A Locally Conservative Enriched Galerkin Approximation and User-Friendly Efficient Solver for Elliptic and Parabolic Problems

- 발표자 : 이영주 교수 (Texas State University-San Marcos) - 초록 : We present and analyze an enriched Galerkin finite element method (EG) to solve elliptic and parabolic equations with jump coefficients. The EG is formulated by enriching the conforming continuous Galerkin finite element method (CG) with the piecewise constant functions, which can be considered as an additional penalty stabilization. The method is shown to be locally and globally conservative, while keeping lower degree of freedoms in comparisons with discontinuous Galerkin finite element methods (DG). Moreover, we present and analyze a fast, effective and user-friendly EG solver simpler than DG and whose cost is roughly that of CG and can handle {an arbitrary} order of approximations. A number of numerical tests in two and three dimensions are presented to confirm our theoretical results as well as to demonstrate the advantages of the EG when coupled with transport.
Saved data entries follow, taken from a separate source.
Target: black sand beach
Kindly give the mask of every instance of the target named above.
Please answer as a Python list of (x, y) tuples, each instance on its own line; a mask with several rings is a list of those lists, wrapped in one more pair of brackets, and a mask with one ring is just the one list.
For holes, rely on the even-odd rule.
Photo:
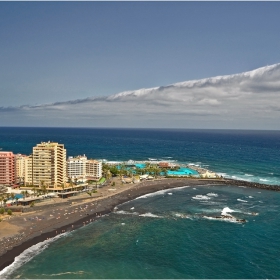
[[(24, 224), (24, 228), (21, 230), (24, 234), (22, 235), (23, 237), (18, 238), (16, 242), (12, 238), (5, 238), (4, 241), (2, 240), (2, 244), (4, 244), (7, 249), (1, 252), (0, 270), (10, 265), (15, 257), (32, 245), (94, 222), (100, 216), (112, 212), (117, 205), (124, 202), (159, 190), (209, 184), (246, 186), (273, 191), (280, 190), (280, 186), (270, 186), (230, 179), (162, 179), (131, 185), (131, 187), (122, 192), (116, 194), (112, 193), (104, 197), (92, 198), (91, 200), (87, 199), (87, 202), (76, 204), (67, 204), (64, 202), (61, 205), (59, 203), (53, 204), (51, 207), (46, 207), (46, 209), (42, 207), (40, 211), (28, 214), (26, 216), (29, 218), (28, 220), (22, 216), (15, 217), (11, 220), (11, 224), (22, 222), (23, 219), (26, 220), (26, 224)], [(66, 218), (65, 215), (67, 216)], [(36, 226), (34, 226), (35, 223)]]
Overcoming Locking in Poroelasticity

- 발표자 : 이선영 교수 (University of Texas at El Paso) - 초록 : The Biot’s consolidation model describes the interaction between the fluid flow and deformation in an elastic porous material. There is an extensive body of literature on finite element methods for the Biot model. It has been well known, however, that standard Galerkin finite element methods produce unstable and oscillatory behavior of the fluid pressure for a certain range of material parameters and the stabilization of pressure oscillations has been a subject of extensive research in recent years.In this talk, we discuss two modes of locking in poroelaticity: pressure oscillations and Poisson (volume) locking. First, we re-examine the cause of pressure oscillations in the three-field mixed finite element method from an algebraic point of view. We then investigate a possible Poisson locking in poroelasticity when a Lame constant λ approaches ∞ by studying the regularity of the solution of the Biot model. Based on this study, we propose new finite element methods that are free of locking. We discuss the existence and uniqueness theory and prove a-priori error estimates for the approximate solutions. Some numerical results are presented to confirm our theoretical results.
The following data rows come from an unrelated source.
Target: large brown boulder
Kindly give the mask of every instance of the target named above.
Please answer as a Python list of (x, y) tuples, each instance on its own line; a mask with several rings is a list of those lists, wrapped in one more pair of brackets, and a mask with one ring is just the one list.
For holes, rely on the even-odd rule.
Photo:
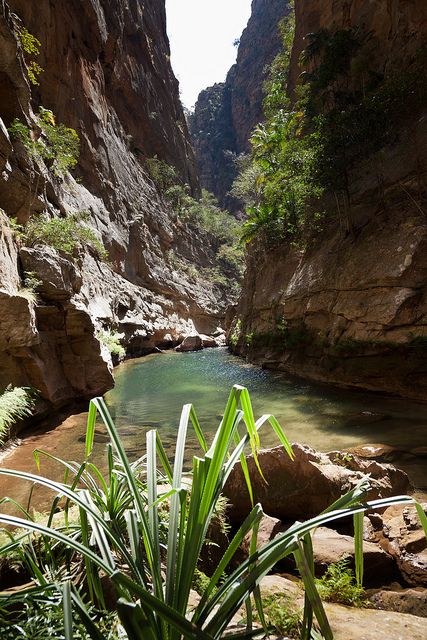
[(202, 339), (203, 349), (212, 349), (218, 346), (216, 339), (213, 336), (206, 336), (205, 334), (201, 334), (200, 337)]
[(200, 351), (203, 349), (202, 337), (198, 333), (187, 336), (176, 348), (176, 351)]
[[(259, 464), (265, 480), (256, 468), (253, 456), (248, 467), (255, 502), (264, 511), (283, 521), (305, 520), (318, 515), (344, 493), (352, 489), (366, 474), (370, 474), (369, 499), (385, 498), (406, 492), (406, 473), (388, 464), (324, 454), (308, 446), (293, 444), (292, 461), (283, 447), (260, 451)], [(234, 467), (224, 493), (231, 503), (228, 515), (232, 522), (241, 522), (251, 509), (241, 464)]]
A Four-Field Mixed Finite Element Method for the Biot Model and its Solution Algorithms

- 발표자 : 이선영 교수 (University of Texas at El Paso) - 초록 : In this talk, we propose a four-field mixed finite element method for the 2D Biot’s consolidation model of poroelasticity. The method is based on coupling two mixed finite element methods for each subproblem: the standard mixed finite element method for the flow subproblem and the Hellinger-Reissner formulation for the mechanical subproblem. Optimal a-priori error estimates are proved for both semi-discrete and fully discrete problems. In solving the coupled system, the two subproblems can be solved either simultaneously in a fully coupled scheme or sequentially in a loosely coupled scheme. We formulate four iteratively coupled methods, known as drained, undrained, fixed-strain, and fixed-stress splits, in which the diffusion operator is separated from the elasticity operator and the two subproblems are solved in a staggered way while ensuring convergence of the solution. We prove a-priori convergence results for each iterative coupling scheme. We also explore an efficient preconditioning method for the saddle point system resulting from the fully coupled method. The proposed preconditoner is a block diagonal preconditioner based on the Schur complement. Some numerical results are provided to show the efficiency of the preconditioner when applied to a poroelasticty problem in a layered medium.

Auxiliary Space Preconditioner for the Linear Elasticity Equation with Weakly Imposed Symmetry Problems

- 발표자 : 이영주 교수 (Texas State University-San Marcos) - 초록 : In this talk, we develop a fictitious space preconditioner for the linear system of equations arising from the mixed finite element discretization of the linear elasticity equations with weakly imposed symmetry. The preconditioner consists of a fast Poisson solver, and d copies of (vector) H(div) solvers (such as HX-precoditioner) where d is the space dimension. We show that the preconditioner is uniform with respect to the mesh size and parameters in the equation. This preconditioner also gives an efficient solver for the pseudo-stress formulation of the Stokes equation.